Screening Beyond Toddlerhood

Not every child gets caught by the 18- and 24-month screens. Some children’s traits become more apparent when social demands increase in preschool or elementary school. Others, particularly girls and children who develop strong verbal skills early, may mask differences well enough to slip through early screening.

There’s no single universal screening tool for older children the way the M-CHAT covers toddlers. For school-age children and adolescents, the process usually starts with a parent or teacher raising concerns, followed by a referral for comprehensive diagnostic evaluation. The most widely used diagnostic tools at this stage include structured observation assessments and detailed developmental interviews conducted by psychologists or developmental pediatricians.

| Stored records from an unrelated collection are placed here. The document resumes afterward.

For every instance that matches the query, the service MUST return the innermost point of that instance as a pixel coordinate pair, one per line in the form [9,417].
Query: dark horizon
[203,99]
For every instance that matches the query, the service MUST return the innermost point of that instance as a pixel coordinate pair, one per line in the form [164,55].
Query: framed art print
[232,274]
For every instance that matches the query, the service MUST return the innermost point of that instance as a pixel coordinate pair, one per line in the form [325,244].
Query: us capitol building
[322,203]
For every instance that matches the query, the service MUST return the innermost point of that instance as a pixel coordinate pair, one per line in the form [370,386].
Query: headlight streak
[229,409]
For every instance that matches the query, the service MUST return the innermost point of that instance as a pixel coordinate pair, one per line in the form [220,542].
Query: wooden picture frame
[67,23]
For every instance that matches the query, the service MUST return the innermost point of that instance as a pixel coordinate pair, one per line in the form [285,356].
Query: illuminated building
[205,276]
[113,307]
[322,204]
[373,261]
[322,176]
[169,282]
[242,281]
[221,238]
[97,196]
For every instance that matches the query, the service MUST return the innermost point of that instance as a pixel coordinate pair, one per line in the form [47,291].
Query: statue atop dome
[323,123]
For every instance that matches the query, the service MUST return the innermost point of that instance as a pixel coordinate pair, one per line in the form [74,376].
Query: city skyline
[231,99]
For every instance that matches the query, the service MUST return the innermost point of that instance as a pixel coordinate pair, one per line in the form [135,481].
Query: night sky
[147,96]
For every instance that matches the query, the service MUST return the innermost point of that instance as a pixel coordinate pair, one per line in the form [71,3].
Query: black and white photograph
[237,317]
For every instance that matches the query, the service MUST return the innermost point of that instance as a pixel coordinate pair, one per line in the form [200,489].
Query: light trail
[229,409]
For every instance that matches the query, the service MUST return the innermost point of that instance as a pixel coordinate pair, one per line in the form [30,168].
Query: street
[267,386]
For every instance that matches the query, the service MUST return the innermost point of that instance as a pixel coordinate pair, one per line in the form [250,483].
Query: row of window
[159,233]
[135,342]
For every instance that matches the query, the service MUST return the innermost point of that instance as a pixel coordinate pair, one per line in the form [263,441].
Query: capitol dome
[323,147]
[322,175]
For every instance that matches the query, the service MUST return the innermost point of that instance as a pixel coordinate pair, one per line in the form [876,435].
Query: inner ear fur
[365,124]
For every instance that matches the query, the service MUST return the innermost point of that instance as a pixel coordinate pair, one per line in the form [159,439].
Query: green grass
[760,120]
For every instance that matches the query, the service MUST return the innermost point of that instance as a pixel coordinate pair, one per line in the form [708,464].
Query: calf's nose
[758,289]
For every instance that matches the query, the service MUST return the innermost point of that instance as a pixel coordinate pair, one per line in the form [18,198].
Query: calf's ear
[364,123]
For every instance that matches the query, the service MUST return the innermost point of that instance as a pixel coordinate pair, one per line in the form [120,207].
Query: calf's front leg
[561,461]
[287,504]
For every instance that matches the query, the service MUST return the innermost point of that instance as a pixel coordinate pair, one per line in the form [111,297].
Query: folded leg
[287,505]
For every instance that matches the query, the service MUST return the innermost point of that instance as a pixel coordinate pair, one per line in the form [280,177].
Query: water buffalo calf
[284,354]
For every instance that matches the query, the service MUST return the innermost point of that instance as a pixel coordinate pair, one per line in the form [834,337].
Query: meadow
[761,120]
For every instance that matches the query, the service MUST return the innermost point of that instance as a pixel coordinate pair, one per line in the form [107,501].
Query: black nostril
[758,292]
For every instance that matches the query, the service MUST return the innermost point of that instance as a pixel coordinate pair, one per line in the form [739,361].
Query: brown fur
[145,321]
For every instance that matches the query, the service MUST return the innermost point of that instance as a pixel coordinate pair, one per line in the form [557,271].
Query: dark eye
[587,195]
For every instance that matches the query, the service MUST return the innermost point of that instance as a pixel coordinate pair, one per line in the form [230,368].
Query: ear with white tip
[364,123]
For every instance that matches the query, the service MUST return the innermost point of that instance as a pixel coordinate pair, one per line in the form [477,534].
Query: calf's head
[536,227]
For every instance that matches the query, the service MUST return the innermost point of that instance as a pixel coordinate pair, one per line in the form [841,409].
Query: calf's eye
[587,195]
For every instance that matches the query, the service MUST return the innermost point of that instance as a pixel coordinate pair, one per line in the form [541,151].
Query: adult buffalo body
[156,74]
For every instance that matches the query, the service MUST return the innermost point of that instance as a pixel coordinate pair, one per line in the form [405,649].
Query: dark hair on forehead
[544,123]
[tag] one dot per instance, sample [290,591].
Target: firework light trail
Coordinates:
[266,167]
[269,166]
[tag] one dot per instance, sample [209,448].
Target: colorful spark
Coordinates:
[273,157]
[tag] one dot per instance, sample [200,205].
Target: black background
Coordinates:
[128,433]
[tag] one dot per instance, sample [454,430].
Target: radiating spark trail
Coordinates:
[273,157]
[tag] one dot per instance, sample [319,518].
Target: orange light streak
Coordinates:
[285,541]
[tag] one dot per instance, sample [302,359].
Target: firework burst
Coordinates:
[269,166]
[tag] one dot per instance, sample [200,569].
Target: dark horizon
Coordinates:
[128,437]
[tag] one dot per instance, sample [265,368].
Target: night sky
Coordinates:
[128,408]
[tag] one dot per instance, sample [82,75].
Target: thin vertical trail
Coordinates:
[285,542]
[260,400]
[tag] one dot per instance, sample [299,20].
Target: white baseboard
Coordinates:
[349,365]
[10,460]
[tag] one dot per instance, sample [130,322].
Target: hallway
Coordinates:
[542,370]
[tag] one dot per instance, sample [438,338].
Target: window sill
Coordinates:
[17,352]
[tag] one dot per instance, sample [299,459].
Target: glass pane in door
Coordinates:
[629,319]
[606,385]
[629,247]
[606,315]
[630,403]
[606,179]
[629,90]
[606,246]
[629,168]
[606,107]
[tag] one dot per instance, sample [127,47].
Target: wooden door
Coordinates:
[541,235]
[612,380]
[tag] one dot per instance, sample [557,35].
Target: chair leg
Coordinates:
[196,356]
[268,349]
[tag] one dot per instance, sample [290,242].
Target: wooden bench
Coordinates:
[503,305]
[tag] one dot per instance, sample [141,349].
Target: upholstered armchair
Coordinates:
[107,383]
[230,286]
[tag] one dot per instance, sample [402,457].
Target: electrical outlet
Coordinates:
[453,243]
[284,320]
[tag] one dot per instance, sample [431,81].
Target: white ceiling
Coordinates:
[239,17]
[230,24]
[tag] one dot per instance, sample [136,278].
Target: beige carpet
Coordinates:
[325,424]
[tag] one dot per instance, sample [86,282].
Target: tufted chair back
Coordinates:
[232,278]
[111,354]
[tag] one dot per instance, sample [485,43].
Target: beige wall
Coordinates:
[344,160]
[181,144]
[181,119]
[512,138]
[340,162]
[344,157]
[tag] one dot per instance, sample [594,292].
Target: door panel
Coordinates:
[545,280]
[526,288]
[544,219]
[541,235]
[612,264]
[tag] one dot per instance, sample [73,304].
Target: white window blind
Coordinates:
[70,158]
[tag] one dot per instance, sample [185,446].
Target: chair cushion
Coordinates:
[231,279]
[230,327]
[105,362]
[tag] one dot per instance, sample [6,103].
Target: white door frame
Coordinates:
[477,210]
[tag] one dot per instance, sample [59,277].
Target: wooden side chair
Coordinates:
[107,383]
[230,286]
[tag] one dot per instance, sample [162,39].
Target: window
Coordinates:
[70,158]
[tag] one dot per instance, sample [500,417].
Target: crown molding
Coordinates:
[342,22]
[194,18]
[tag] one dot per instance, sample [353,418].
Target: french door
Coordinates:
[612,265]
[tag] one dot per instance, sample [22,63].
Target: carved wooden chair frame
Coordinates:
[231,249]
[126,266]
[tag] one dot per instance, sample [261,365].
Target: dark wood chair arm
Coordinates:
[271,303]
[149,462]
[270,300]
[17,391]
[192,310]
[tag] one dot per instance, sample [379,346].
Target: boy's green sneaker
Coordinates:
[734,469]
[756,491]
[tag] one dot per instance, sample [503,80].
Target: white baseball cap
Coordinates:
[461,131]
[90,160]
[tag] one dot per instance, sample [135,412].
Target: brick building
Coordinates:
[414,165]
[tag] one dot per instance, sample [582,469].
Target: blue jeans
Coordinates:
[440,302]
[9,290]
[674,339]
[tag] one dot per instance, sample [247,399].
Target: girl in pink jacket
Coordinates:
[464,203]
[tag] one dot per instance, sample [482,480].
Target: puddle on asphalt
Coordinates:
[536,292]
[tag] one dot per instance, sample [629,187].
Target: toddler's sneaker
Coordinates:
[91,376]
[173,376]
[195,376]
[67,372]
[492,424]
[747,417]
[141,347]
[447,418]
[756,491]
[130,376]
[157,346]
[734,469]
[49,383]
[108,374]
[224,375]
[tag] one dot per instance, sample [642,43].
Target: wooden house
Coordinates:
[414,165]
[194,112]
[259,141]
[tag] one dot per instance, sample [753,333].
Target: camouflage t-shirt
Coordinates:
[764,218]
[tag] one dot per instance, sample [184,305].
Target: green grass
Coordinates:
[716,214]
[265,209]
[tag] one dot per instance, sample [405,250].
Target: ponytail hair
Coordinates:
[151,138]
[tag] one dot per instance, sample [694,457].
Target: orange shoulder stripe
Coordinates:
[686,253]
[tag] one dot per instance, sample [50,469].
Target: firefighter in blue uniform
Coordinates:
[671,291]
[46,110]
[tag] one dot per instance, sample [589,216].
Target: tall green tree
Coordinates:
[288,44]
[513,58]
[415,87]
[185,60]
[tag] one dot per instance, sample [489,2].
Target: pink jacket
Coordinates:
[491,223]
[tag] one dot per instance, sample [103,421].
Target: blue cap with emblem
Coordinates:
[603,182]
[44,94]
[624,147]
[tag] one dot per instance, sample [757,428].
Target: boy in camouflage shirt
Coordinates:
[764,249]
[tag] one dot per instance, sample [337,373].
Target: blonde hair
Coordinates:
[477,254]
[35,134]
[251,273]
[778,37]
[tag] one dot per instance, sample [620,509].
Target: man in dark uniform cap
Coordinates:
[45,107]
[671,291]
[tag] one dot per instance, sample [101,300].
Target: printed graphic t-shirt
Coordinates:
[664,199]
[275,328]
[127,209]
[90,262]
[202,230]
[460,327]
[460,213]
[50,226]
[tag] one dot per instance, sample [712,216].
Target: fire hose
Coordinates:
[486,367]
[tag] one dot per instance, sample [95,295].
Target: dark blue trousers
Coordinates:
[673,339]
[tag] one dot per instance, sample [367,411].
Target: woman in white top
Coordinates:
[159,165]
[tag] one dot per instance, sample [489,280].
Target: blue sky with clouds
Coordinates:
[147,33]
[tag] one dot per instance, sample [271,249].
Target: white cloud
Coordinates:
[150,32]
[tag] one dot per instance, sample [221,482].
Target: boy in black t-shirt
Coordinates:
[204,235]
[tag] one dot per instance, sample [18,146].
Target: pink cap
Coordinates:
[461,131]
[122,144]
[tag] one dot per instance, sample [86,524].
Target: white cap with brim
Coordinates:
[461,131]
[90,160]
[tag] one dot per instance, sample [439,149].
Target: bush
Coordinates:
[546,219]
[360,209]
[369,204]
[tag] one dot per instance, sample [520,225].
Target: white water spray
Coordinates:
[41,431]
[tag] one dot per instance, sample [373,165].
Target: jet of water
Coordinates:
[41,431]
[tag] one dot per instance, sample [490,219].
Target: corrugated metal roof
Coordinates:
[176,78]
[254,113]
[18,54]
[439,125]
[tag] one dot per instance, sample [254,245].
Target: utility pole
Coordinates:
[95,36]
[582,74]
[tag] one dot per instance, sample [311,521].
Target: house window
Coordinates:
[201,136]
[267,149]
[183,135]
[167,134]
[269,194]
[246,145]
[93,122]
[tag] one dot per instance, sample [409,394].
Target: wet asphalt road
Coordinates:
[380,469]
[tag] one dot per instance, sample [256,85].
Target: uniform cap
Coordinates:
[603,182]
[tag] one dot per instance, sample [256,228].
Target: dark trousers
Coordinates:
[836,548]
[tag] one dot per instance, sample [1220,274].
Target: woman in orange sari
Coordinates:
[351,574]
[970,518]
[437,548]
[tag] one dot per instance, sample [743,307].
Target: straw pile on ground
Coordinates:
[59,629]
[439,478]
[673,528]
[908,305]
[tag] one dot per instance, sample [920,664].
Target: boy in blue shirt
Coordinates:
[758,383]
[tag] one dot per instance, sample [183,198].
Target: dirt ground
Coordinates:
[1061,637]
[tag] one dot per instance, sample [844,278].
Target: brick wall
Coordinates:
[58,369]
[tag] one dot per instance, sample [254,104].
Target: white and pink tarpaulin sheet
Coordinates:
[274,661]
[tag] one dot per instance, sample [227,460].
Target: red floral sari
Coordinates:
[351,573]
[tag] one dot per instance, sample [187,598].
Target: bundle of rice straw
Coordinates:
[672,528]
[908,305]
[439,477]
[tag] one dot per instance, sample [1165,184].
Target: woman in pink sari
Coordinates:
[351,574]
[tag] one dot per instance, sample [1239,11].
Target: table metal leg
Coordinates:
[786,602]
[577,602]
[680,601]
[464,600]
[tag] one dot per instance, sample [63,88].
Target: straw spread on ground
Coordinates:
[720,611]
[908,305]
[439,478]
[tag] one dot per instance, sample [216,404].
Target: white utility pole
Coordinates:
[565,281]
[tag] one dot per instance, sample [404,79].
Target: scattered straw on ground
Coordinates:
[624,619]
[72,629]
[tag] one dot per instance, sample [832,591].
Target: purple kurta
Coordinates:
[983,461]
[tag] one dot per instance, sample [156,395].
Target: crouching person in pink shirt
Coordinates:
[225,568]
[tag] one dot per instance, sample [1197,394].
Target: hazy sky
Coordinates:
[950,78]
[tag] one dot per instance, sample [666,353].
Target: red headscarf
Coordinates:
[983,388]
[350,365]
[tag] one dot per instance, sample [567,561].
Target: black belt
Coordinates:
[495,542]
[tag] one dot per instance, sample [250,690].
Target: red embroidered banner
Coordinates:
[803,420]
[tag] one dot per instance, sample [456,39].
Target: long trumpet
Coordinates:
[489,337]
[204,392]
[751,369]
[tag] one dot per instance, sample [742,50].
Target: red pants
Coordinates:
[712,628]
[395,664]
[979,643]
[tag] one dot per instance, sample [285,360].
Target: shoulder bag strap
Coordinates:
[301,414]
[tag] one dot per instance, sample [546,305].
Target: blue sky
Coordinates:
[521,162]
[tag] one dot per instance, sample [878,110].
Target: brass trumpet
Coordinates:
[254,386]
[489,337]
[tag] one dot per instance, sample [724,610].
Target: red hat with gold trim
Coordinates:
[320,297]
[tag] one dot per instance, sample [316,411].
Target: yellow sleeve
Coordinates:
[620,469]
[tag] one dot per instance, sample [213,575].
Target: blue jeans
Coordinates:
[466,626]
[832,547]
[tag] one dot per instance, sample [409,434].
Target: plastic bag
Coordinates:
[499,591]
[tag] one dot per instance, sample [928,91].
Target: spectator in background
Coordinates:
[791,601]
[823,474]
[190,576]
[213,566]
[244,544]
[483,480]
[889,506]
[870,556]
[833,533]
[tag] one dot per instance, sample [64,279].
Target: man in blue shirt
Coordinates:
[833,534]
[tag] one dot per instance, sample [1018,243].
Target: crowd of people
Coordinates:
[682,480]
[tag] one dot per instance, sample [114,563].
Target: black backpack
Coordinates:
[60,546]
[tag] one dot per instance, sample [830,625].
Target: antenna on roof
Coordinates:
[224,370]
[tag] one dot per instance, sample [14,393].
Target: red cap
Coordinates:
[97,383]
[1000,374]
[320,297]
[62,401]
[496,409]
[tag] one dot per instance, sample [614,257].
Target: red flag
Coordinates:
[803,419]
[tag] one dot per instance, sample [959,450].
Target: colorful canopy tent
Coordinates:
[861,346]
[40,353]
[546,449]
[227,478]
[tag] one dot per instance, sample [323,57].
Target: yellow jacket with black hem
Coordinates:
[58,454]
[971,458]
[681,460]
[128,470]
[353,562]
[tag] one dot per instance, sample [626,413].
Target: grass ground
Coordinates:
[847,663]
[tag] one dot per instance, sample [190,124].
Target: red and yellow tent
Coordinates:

For adults who suspect they may be autistic, the path is less standardized. There is no routine adult screening protocol comparable to what exists for toddlers. Adults typically seek evaluation on their own, often after recognizing patterns in themselves or after a child’s diagnosis prompts them to reflect on their own experiences. The diagnostic process for adults relies on clinical interviews, self-report measures, and developmental history, often gathered from parents or other family members who knew the person as a child. A psychologist or psychiatrist with experience in adult autism is the right starting point.